Despite the "foolproof" nature of these devices, errors in use have been reported.12,13 Typically these errors involve undelivered electrical shocks, and there is an approximately equal proportion of machine-related and operator-related errors.12 Operator-dependent errors include the following:12

  • patient movement that interferes with analysis;
  • prematurely turning off the AED;
  • failing to deliver an electrical shock as instructed; and
  • failure to recognize the loosening of monitor leads during analysis.

This case report illustrates a different type of error:

  • the inappropriate intention to start cardiopulmonary resuscitation (CPR) in a patient with a pulse and spontaneous respiration.

This is the first case report of operator-related error involving the misreading of an AED instruction window, which would have led to unnecessary CPR. We believe a contributing factor in this case was the splitting of the message, "Start CPR ... if no pulse." In this stressful context, the second component of the message was overlooked, and the AED instructions were misinterpreted as merely, "Start CPR." The potential for error was heightened by the presence of an inexperienced operator lacking familiarity with basic life-support skills.

Airline industry personnel provide medical assistance in 51% of in-flight emergencies but, interestingly, there are no international standards dealing with flight crew medical training or in-flight medical equipment availability.2,3 However, in April 2001 the US Federal Aviation Administration issued a rule requiring all commercial aircraft with at least one flight attendant to carry AEDs by 2004.14 In commercial air transport, the carriage of AEDs has been addressed by some civil aviation authorities, but not by the International Civil Aviation Organization (ICAO) and its standards and recommended practices. The ICAO is not aware of any international standards (ICAO: personal communication, 2003 Nov 21).
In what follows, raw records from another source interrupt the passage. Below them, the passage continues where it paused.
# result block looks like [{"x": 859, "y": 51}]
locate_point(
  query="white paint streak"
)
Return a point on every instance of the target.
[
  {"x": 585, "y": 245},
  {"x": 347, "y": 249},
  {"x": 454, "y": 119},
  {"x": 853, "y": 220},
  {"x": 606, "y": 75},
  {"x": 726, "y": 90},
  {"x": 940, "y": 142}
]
Moreover, commercial airlines are under no legal obligation to provide medical care.2 This is in contrast to the early years of commercial air travel, when nurses served as flight attendants.2 Presently, a large proportion of flight attendants are not even certified to provide basic life support, yet despite this, AED availability has increased within the airline industry since 1996 when the US Food and Drug Administration (FDA) approved their use on commercial aircraft.14 Transport Canada now encourages AED use, and many European carriers have included them as standard medical equipment for a number of years.15

When an in-flight medical emergency occurs, crew members often ask passengers with medical training for assistance.7 It is therefore imperative that physicians who respond to these situations be familiar with AEDs and have a sound knowledge of basic life-support skills. Medical personnel should recognize that AED devices were intended for layperson use, do not display the rhythm being analysed, cannot be relied upon to diagnose underlying rhythm disturbances, and that there is the potential for error.14 AEDs should be viewed as an adjunct to basic life support and a key component of the "chain of survival," which includes early access, early CPR and early defibrillation.8

Manufacturers of AEDs should increase the display screen character capacity to avoid dividing critical instructions between multiple screens. Alternatively, a universal adoption of AED models with voice prompts (which the device in this situation lacked) may be preferable. These modifications would reduce the potential for the type of error almost committed in this case.

Despite repeated requests to the airline for confirmation of the manufacturer and model number of the AED involved, we have not received a response.

Conclusion

The patient regained consciousness after a brief period in the supine position. Her vital signs remained stable, and her chest pain resolved. The remainder of the flight was uneventful, and when the plane landed she was escorted to a nearby hospital for further evaluation.